同社は故・堀江しのぶ(享年23)=B89・W59・H90=を第1号タレントに、80年に発足(当初は「黒澤プロモーション」名義、88年に改称)。堀江の夭折で危機に陥ったが、89年にかとうれいこ(46)=B86・W58・H84=が、翌90年に細川ふみえ(43)=B94・W59・H87=が相次いでデビューし、世に「巨乳ブーム」を巻き起こした。
そんな「繁栄」の始まりは、同時に「黒歴史」の始まりでもあった。08年、野田氏に密着したノンフィクション「巨乳をビジネスにした男」を上梓した作家・大下英治氏が言う。
「かとうは売れっ子になってからはグラビアの仕事に身が入らなくなった。いや、せっかく女優業にも進出したのに、副社長が『セリフは現場入りするまでに覚えておくように』と言っても守らなかったんです」
ついには野田社長が業を煮やし、香港で写真集を撮影中に「お前はクビだ!」とどなったこともある。もっとも、堀江亡きあとの功労者であるかとうを切るはずもなく、逆に「望む仕事」を与えた。

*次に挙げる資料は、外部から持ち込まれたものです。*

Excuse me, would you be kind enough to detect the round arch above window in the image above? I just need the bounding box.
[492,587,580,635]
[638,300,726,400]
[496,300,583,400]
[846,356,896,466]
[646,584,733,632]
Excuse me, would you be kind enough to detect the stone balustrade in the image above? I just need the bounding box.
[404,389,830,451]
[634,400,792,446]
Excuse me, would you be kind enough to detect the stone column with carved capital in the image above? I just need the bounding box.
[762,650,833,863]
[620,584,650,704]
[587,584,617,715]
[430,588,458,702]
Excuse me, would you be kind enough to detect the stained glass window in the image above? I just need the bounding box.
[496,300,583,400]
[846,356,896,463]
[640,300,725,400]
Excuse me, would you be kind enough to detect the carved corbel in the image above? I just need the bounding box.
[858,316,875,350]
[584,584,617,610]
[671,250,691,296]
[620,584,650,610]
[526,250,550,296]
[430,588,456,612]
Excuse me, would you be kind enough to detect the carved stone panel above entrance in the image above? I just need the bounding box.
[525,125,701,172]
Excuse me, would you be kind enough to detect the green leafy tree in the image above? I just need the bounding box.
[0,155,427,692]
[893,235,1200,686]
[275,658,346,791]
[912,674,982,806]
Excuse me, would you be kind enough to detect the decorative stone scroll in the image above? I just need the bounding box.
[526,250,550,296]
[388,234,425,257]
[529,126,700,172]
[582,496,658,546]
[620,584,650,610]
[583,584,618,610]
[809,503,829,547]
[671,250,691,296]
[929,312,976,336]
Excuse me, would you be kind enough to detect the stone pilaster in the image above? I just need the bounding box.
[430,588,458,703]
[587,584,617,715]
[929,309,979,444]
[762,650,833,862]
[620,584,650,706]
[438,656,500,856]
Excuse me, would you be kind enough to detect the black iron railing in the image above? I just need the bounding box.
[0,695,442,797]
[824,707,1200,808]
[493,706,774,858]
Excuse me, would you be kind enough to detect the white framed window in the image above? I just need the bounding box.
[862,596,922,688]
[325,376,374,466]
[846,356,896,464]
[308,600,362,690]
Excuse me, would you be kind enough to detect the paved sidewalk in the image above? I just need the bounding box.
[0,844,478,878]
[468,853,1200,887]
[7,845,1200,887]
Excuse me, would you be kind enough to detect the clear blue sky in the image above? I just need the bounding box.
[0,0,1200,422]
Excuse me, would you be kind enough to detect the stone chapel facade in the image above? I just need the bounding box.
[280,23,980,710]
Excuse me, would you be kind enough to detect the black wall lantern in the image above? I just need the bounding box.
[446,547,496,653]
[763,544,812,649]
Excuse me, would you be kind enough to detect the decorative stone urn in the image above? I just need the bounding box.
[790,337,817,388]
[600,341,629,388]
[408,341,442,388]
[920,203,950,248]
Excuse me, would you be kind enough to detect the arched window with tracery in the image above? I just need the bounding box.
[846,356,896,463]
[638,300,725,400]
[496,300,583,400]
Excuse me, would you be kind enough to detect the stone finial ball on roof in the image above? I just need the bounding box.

それが歌手活動だったのだが──。
「01年にゴルファーの横尾要と結婚して引退するまでに、シングル、アルバム合わせて20枚ほどのCDをリリース。ところが、その全てが赤字でした」(大下氏)
かとうに比べ、どんなポーズの要求にも笑顔で応えていたのが細川ふみえだった。あまりにも面積が小さい「眼帯ブラ」を身につけた時の衝撃は、グラビア界に語り継がれている。かつて同社に在籍した元スタッフが言う。
「細川は自分でも公言していますが、デビュー前に五反田のキャバクラで働いていたところを、野田社長に見いだされた恩義がある。そのため、スケジュールが厳しくても、笑顔でこなしていたんです」
週刊アサヒ芸能に登場する機会も多かったが、会えばスタッフの誰もがファンになった。そんなフーミンが一変したのは97年、大道芸人のブライアン・ホルスと出会ったことだった。

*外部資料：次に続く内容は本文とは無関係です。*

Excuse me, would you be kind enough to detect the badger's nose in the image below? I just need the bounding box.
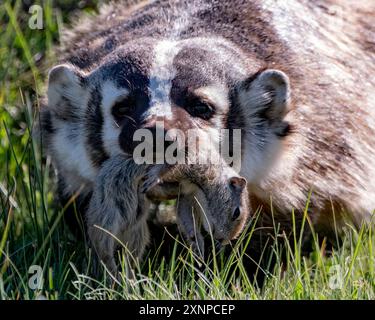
[232,207,241,221]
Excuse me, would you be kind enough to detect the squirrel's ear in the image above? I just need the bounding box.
[239,69,291,135]
[47,64,86,118]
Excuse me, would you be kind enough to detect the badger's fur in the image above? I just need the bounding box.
[86,155,250,272]
[42,0,375,262]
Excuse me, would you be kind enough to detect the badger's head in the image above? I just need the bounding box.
[45,38,289,186]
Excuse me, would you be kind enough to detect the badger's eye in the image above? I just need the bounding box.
[112,97,134,119]
[192,101,214,120]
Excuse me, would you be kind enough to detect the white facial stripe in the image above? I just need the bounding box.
[147,40,179,118]
[98,81,129,156]
[52,121,96,181]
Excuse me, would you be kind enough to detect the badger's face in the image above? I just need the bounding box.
[48,38,289,179]
[201,166,252,244]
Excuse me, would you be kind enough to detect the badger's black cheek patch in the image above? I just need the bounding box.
[86,89,108,167]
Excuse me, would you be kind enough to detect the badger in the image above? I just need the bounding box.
[86,155,250,274]
[41,0,375,264]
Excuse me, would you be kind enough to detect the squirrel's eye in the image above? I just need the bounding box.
[112,98,134,119]
[192,102,214,120]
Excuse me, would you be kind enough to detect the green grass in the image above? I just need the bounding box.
[0,1,375,299]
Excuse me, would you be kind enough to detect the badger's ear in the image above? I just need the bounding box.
[47,64,86,118]
[239,69,291,135]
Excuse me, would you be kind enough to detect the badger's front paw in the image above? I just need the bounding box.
[140,166,162,193]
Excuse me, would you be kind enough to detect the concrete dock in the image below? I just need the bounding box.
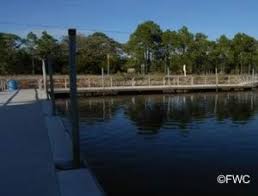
[0,89,104,196]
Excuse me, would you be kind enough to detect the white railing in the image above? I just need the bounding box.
[0,80,7,91]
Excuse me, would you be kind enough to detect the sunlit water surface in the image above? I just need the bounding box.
[58,92,258,196]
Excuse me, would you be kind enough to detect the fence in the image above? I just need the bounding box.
[0,75,258,90]
[0,80,6,91]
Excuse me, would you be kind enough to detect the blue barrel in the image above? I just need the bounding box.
[7,80,18,92]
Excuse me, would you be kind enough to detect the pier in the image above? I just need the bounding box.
[0,89,104,196]
[50,75,258,96]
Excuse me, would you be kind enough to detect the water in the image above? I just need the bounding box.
[58,92,258,196]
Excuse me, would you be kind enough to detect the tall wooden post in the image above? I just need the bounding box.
[252,68,255,88]
[68,29,80,168]
[101,67,104,88]
[41,59,48,99]
[107,54,110,76]
[47,56,56,115]
[215,67,219,92]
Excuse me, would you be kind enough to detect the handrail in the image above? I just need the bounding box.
[0,79,7,91]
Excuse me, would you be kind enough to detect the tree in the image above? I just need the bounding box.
[162,30,179,73]
[26,32,38,74]
[127,21,162,72]
[232,33,256,74]
[74,32,124,74]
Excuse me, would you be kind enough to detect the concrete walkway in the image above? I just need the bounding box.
[0,90,60,196]
[0,89,104,196]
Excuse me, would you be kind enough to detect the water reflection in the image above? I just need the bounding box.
[58,92,258,196]
[58,92,258,134]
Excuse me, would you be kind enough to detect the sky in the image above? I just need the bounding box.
[0,0,258,43]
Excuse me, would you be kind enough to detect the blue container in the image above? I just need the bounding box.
[7,80,18,92]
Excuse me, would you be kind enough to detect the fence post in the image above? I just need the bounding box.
[42,59,48,99]
[101,67,104,88]
[68,29,80,168]
[65,78,67,88]
[215,67,219,92]
[252,68,255,88]
[47,56,56,116]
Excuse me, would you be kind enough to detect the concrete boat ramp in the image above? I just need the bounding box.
[0,89,104,196]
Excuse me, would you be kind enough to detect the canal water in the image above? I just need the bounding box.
[58,91,258,196]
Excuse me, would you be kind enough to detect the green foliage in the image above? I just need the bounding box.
[0,21,258,74]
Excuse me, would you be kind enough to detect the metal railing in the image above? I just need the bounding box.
[38,75,258,89]
[0,80,7,91]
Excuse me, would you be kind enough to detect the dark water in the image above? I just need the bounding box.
[58,92,258,196]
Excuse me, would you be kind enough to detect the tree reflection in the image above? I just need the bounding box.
[58,92,258,134]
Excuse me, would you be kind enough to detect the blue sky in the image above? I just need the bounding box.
[0,0,258,42]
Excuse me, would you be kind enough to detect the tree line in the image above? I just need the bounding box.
[0,21,258,75]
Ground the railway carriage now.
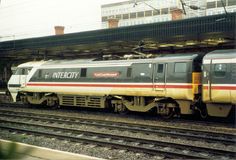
[8,50,236,118]
[202,50,236,117]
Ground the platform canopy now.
[0,13,236,59]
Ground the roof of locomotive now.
[204,49,236,59]
[42,53,201,66]
[18,61,47,67]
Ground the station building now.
[101,0,236,28]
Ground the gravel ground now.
[0,130,163,160]
[0,107,236,160]
[0,107,236,135]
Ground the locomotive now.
[8,49,236,118]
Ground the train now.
[8,49,236,118]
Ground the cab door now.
[19,68,28,87]
[154,63,167,96]
[203,59,231,103]
[202,60,212,102]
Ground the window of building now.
[207,1,216,9]
[217,0,226,7]
[175,62,187,73]
[116,14,121,19]
[123,14,129,19]
[161,8,169,14]
[102,16,107,22]
[153,9,160,16]
[214,64,227,77]
[137,12,144,17]
[130,12,137,18]
[228,0,236,6]
[145,10,152,17]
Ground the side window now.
[157,64,164,73]
[127,67,132,78]
[214,64,227,77]
[15,68,32,75]
[80,68,87,77]
[175,62,187,73]
[38,69,43,78]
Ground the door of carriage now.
[154,63,168,96]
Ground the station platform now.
[0,139,102,160]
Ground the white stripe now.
[203,58,236,64]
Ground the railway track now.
[0,119,236,159]
[0,109,236,145]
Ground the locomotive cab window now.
[15,68,32,75]
[175,62,187,73]
[214,64,227,77]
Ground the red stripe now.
[203,86,236,90]
[27,83,192,89]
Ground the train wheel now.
[114,104,129,115]
[160,108,175,119]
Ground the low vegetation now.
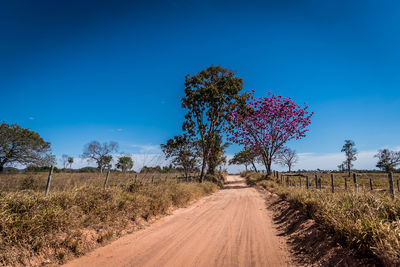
[0,174,218,265]
[245,173,400,266]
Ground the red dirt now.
[263,190,380,266]
[66,176,292,267]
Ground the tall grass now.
[0,177,218,265]
[247,174,400,265]
[0,172,188,192]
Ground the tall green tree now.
[342,140,357,176]
[161,135,199,180]
[229,148,259,172]
[116,156,133,172]
[82,141,118,172]
[0,122,54,172]
[182,66,246,182]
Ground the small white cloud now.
[131,144,161,153]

「それまでのフーミンは堅実で、すでにマンションも購入していましたが、彼と出会ってからは“洗脳”の状態。フーミンの仕事に口を出すだけじゃなく、自分もテレビに出せと言いだしました。結局、貯金を切り崩すしかなくなっていった」(イエローキャブ元スタッフ)
ブライアンとの婚約は解消したが、以降も「妻帯者と結婚し、夫の破産により離婚」と、いわゆる“だめんず”状態が続いている。